Jamie se encogió de hombros.

—¿Te lo tirarías?

Jamie arqueó las cejas y Katie se dio cuenta de que los acontecimientos recientes la estaban volviendo un poco chiflada.

—Compartir a un viejo amante bisexual con mi madre —ironizó Jamie—. Me parece que la vida ya es bastante difícil —hizo una pausa—. Atildado. Bronceado. Jersey de cuello alto. Se le va un poco la mano con la loción para después del afeitado.

Katie se inclinó hacia él y le agarró ambas manos.

—¿Estás bien?

Jamie rió.

—Ajá. Por sorprendente que parezca, estoy bien.

Katie sabía a qué se refería exactamente. Y en ese momento tuvo la sensación de que todo estaba bien. Los dos allí sentados, juntos y tranquilos. El ojo del huracán.

—Así pues, ¿vas a casarte? —quiso saber Jamie.

—Dios sabe. Mamá está como loca, por supuesto. Naturalmente, una parte de mí quiere casarse con Ray sólo para hacerla enfadar —permaneció en silencio unos instantes—. Debería ser simple, ¿no? Quiero decir, o quieres a alguien o no lo quieres. No es exactamente teoría cuántica. Pero no tengo ni idea, Jamie. Ni idea.

Un joven asiático de traje azul oscuro entró por la puerta de doble hoja y se dirigió al mostrador. Parecía sobrio pero tenía la camisa empapada de sangre.

Katie se acordó de aquellos dibujos animados de niños sentados en hospitales con cacerolas en las cabezas, y se preguntó si era posible en realidad que te encasquetaran una cacerola en la cabeza.

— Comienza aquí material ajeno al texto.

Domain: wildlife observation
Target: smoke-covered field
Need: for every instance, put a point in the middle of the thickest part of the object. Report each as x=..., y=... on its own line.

Cortarse el cáncer con tijeras. Era totalmente lógico cuando te ponías a pensarlo. Un tratamiento un poco agresivo para el eczema, sin embargo.

El hombre asiático se cayó. Pero no se desplomó. Cayó rígido, como un rastrillo o la manecilla grande de un reloj muy rápido. Hizo mucho ruido al golpear contra el suelo. Fue divertido y nada divertido al mismo tiempo.

Se lo llevaron en camilla.

Entonces aparecieron Ray y Jacob.

—Estaba… Había un… El abuelito estaba roncando.

—No habréis visto a vuestra madre, ¿no? —preguntó Ray.

—¿Por qué? —quiso saber Jamie.

—Se ha puesto un poco rara, y luego ha salido pitando.

Jacob miró a Jamie.

—Haz aparecer la moneda.

—Más tarde, ¿vale? —se levantó y le revolvió el cabello a Jacob—. Iré a buscarla.

Diez minutos más tarde iban de vuelta al pueblo.

Llevaron a mamá en su coche. Katie se sentó detrás con Jacob. Quedó claro que a su madre no la entusiasmaba ir delante con Ray pero a Katie le supuso una perversa distracción verlos a los dos tratar de mantener una conversación educada.

Además, le gustaba ir detrás con Jacob. Los niños. Cero responsabilidades. Los adultos resolviéndolo todo. Como aquel verano en Italia cuando el motor del Alfa Romeo reventó a las afueras de Reggio Emilia y pararon en el arcén y el hombre del bigote increíble llegó y dijo que estaba completamente morte o algo así y papá vomitó en la hierba, aunque en aquel momento no fue más que otro ejemplo de extraña conducta paterna y un mal olor, y ella y Jamie se sentaron en el arcén a jugar con los prismáticos y aquel pequeño rompecabezas de madera del copo de nieve, bebiendo naranjada con gas sin la más mínima preocupación en el mundo.